Die erste Ebene sei die der Körperlichkeit. Die Veränderungen des Körpers während der Pubertät verunsichere junge Menschen. „In unseren Interviews zeigte sich, dass die Befragten ungern über Sexualität sprechen wollten und dass das Thema ihnen äußerst peinlich ist“, schilderte Imdahl ihre Erkenntnisse. Dies liege auch daran, dass junge Menschen freien Zugang zu Pornographie hätten. Die dort gezeigten extremen Ausprägungen der Sexualität würden die eigene Sexualität für Jugendliche seltsam banal erscheinen lassen.

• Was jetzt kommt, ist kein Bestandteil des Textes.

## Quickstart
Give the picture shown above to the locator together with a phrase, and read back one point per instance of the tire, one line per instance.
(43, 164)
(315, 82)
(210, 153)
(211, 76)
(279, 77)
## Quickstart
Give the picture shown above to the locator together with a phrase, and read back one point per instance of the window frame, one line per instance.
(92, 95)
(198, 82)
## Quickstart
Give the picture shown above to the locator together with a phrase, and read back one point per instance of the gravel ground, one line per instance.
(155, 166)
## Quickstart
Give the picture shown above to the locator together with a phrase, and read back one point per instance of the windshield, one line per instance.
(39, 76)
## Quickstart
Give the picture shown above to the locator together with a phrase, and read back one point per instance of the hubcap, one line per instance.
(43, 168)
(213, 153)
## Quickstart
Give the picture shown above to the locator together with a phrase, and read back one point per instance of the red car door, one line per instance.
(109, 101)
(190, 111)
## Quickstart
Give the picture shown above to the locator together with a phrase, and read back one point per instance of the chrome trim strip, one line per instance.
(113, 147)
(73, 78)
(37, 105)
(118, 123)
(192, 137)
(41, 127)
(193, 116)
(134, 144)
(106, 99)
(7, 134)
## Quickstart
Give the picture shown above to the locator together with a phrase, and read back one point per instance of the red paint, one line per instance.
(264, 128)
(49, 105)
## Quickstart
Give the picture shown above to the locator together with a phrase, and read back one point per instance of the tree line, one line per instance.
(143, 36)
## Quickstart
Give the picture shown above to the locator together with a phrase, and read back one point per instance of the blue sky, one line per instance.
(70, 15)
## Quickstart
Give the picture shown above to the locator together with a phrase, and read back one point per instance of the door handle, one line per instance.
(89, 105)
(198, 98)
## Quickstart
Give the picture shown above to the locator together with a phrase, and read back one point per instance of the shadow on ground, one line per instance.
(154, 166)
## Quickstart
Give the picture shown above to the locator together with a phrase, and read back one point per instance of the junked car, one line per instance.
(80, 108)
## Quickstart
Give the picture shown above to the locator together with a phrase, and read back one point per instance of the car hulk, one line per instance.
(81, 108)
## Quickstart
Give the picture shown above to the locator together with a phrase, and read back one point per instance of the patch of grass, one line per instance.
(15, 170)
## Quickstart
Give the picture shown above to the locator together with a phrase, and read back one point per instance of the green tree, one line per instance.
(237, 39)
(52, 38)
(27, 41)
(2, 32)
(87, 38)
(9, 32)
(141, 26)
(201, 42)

Die zweite Ebene des Kontrollverlustes sei die der Gesellschaft. Die Jugend wachse mit einem anhaltenden Gefühl der Krise auf, erklärte Imdahl. Dadurch bewegten sie sich in einem permanenten Gefühl der Verunsicherung.
Die dritte Ebene sei die der Familie. „Die private Konstellation wird als unsicher empfunden, selbst wenn die Jugendlichen in einer intakten Familie aufwachsen“, beschrieb Imdahl. Die Auflösung von Familienkonstellationen erlebten sie entwerder selbst oder in ihrem im Umfeld.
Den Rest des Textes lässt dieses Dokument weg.